Uma moda coerente, sofisticada sem ser esnobe, esportiva sem descer do salto, que mistura jeans, tecidos naturais como algodão e sarja, tecnológicos, malhas frias e muitos bordados, drapeados e plissados. Inversão do minimalismo que durante antes invadiu as ruas.

Acostumada aos trajes “forenses”, a advogada Flávia Lemos lembra que a moda atual é tão eclética que favorece profissões como a sua, mulheres grávidas, teens e até balzaqueanas.

“Como os spencers ou casaquetos e as saias retornaram com tudo, valorizando a cintura, basta colocar por baixo uma regata ou mesmo uma camisete. Produção correta, inclusive para depois do expediente, hora do chopp com os amigos”.

A lojista Tânia Capelini concorda que as novidades casaram como luva para as grávidas. “ Anos atrás as únicas opções eram os macacões ou as camisetas que evidenciavam o barrigão e nem sempre agradavam. Eu costumo dizer que as grávidas de agora estão com sorte”.

Hoje, as batas ou túnicas receberam atenção especial, vêm em tecidos leves e esvoaçantes, valorizadas com bordados e brilho, podendo comparecer numa boa quando o assunto é festa. E podem ser usadas também por mulheres com mais idade, porque em 2005 vieram com faixas que podem ser amarradas na cintura, estilo anos 70.

Falando nesse habilidoso trabalho, os bordados, customizados e com aplicações fazem toda a diferença na estação.

A regra é inovar para que uma peça considerada até então sem graça se evidencie no guarda-roupas. “Seja atrevida, misture estampas e componha o seu look. Não tenha medo de ousar, sinta-se um pouco cigana, enfeite-se com mil pulseiras e colares”, ensina a produtora de moda paulistana Silvana Nogueira.

Basta andar por aí para verificar que o branco, sem esquecer do verde-bandeira, do dourado e do azul quase roxo, deve emplacar mesmo no verão. “Ele vem em saias com babados, vestidos e acessórios”, lembra Patrícia Daipx de uma boutique no Jardim Aeroporto.

É a universidade da cor branca ultrapassando as barreiras do tempo e de tendências de estações e se firmando como a cor da próxima estação.

A Alcaçuz, por exemplo, investiu em peças brancas com estampas inspiradas nos banhistas da badalada praia de Deauville, no sul da França, enquanto que a Carmin apresenta uma série de peças de cambraia de algodão.

Ele aparece também na malharia com aplique de bordados e estampas de flores, pássaros, coqueiros e dançarinas havaianas. O branco nem tão branco das madrepérolas também está de volta, assim como o dourado que estava engavetado no inverno.
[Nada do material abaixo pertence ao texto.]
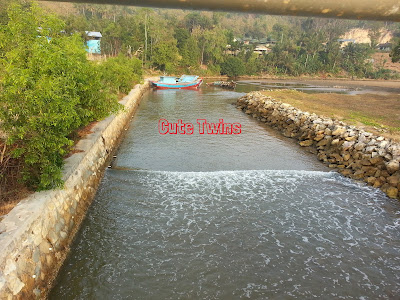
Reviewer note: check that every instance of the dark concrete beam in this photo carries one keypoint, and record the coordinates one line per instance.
(386, 10)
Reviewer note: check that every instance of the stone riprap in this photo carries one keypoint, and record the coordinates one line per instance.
(35, 235)
(352, 151)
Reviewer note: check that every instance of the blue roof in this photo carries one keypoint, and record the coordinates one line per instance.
(93, 34)
(167, 79)
(188, 78)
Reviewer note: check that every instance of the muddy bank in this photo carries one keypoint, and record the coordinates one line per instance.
(352, 151)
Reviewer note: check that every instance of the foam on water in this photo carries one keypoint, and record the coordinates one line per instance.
(235, 234)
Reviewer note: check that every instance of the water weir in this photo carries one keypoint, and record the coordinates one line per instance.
(354, 152)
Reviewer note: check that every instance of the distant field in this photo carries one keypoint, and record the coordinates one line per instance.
(376, 113)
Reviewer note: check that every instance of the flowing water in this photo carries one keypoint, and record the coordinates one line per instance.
(247, 216)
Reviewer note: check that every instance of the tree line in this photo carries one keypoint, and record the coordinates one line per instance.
(48, 91)
(176, 41)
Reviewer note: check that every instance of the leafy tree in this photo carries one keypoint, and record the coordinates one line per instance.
(48, 89)
(165, 54)
(233, 67)
(395, 54)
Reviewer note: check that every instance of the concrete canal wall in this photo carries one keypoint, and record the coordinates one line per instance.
(36, 234)
(354, 152)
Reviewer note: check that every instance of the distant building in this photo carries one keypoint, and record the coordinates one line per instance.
(385, 47)
(261, 49)
(93, 39)
(344, 42)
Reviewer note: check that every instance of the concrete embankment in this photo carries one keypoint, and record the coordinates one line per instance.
(36, 234)
(352, 151)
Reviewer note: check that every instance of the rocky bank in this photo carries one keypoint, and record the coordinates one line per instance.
(352, 151)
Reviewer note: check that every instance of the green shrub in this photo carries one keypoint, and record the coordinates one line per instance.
(120, 73)
(48, 89)
(233, 67)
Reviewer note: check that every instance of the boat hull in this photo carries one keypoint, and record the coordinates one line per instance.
(178, 86)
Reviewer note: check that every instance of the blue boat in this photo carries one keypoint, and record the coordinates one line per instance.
(184, 82)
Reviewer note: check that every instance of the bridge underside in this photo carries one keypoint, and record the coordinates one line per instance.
(386, 10)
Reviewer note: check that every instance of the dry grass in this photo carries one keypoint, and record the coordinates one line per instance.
(376, 113)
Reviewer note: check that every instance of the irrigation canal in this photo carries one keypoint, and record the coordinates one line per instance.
(247, 215)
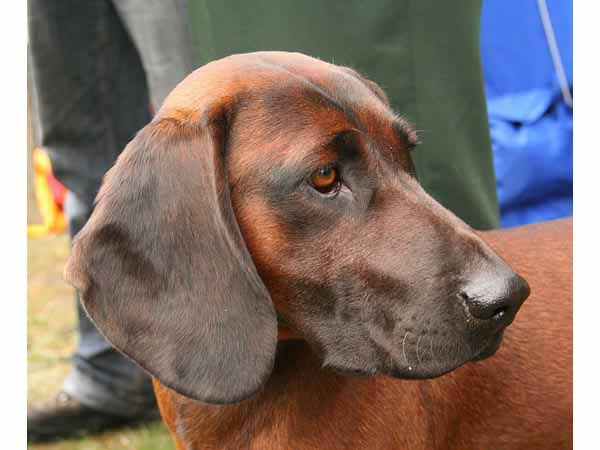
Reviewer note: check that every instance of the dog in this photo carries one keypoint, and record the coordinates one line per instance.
(264, 250)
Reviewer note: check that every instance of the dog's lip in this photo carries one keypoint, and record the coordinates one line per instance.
(489, 348)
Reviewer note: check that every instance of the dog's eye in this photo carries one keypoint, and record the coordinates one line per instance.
(325, 179)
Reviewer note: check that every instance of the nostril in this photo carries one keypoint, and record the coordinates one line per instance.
(496, 299)
(499, 313)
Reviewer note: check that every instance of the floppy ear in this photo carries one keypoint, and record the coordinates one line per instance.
(163, 270)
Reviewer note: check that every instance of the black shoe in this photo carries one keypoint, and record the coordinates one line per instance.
(64, 416)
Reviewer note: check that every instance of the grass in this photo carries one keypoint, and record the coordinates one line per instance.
(51, 339)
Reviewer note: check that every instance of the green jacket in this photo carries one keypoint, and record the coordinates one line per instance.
(425, 55)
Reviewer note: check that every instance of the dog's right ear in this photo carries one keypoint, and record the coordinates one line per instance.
(164, 272)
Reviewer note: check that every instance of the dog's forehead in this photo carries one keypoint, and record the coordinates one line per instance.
(291, 98)
(233, 76)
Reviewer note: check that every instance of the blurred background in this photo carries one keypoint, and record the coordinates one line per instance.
(526, 56)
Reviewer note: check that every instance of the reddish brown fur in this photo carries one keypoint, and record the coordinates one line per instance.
(518, 399)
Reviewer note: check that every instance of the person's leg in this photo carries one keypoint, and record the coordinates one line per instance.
(161, 33)
(90, 97)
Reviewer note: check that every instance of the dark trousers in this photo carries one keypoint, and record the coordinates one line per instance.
(97, 70)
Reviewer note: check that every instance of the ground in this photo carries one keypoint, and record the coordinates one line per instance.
(51, 339)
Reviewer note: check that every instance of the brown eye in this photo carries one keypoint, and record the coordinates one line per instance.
(325, 179)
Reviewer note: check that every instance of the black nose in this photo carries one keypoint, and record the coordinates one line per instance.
(495, 297)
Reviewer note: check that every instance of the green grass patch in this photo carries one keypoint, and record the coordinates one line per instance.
(51, 340)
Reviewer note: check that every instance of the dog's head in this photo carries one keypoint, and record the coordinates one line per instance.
(274, 187)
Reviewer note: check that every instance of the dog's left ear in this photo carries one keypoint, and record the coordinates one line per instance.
(164, 271)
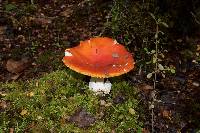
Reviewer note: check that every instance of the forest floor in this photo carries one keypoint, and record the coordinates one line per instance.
(33, 38)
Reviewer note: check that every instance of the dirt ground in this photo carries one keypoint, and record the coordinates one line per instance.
(33, 38)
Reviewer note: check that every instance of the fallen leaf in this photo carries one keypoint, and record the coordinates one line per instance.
(131, 111)
(166, 114)
(14, 66)
(11, 130)
(82, 118)
(23, 112)
(16, 76)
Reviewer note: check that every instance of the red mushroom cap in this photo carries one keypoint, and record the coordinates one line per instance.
(99, 57)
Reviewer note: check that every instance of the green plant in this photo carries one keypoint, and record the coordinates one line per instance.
(158, 68)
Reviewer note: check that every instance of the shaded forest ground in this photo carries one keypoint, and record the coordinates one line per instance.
(34, 36)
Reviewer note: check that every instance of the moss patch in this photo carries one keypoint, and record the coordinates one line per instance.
(46, 104)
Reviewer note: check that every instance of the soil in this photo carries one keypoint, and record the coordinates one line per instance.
(34, 30)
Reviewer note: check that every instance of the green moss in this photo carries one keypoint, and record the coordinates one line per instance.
(46, 104)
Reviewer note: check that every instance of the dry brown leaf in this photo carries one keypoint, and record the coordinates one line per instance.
(14, 66)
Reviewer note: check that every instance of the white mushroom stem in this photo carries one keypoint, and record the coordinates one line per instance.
(98, 85)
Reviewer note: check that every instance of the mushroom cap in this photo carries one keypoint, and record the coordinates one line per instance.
(100, 57)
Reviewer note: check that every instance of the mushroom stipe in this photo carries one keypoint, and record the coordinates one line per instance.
(99, 57)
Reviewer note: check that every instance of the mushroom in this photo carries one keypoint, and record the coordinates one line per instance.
(100, 58)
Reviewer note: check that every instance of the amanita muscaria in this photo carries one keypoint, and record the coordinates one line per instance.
(100, 58)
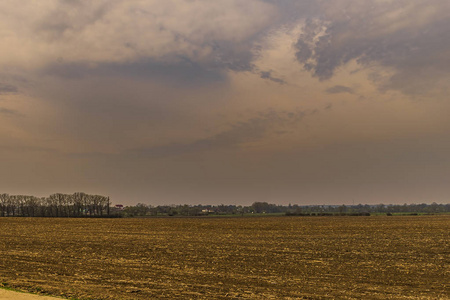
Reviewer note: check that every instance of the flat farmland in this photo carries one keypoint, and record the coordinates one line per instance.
(400, 257)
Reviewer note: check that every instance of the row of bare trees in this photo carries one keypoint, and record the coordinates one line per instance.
(55, 205)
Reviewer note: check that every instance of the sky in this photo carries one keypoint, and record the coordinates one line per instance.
(228, 101)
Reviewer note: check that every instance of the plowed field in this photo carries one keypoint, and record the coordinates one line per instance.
(404, 257)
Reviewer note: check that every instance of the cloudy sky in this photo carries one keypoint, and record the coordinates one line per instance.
(227, 101)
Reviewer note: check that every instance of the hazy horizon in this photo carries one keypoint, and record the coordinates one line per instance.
(200, 102)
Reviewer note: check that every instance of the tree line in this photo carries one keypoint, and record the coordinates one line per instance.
(264, 207)
(56, 205)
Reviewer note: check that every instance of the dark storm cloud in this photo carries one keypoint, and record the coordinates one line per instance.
(183, 71)
(337, 89)
(8, 89)
(251, 130)
(268, 75)
(411, 38)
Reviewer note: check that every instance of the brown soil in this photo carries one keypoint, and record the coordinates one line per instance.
(273, 257)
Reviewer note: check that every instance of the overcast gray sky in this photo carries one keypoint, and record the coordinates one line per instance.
(233, 101)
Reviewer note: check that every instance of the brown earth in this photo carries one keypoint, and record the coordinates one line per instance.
(404, 257)
(11, 295)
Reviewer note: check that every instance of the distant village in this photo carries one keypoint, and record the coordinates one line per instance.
(84, 205)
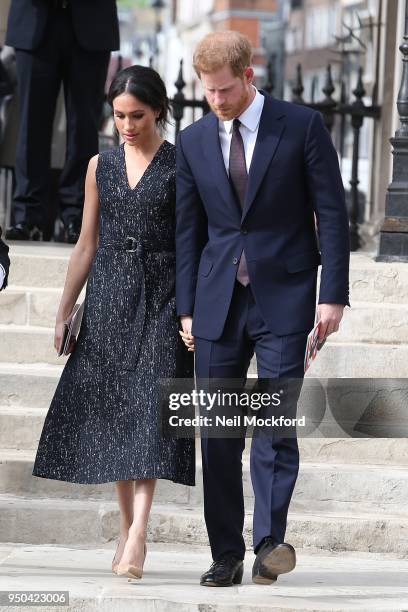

Grifes vendidas em lojas multimarcas mostram ainda o predomínio dos tons terrosos, explorando o estilo safári que se evidencia nas calças modelo saruel (aquelas com cordinhas que dão um charme especial aos tornozelos) que prometem ser um dos hits do verão.

As peças que remetem à simplicidade também terão vez no armário, com foco centrado na elegância. A Lilla Ka, por exemplo, marca vendida em lojas multimarcas, investiu no romantismo singelo, no resgate da inocência, presente nas estampas florais minúsculas, em tons de rosa e azul.

Looks naturais com doses de modernidade construídos com tecidos leves, esvoaçantes que revelam ao mesmo tempo sensualidade e serenidade.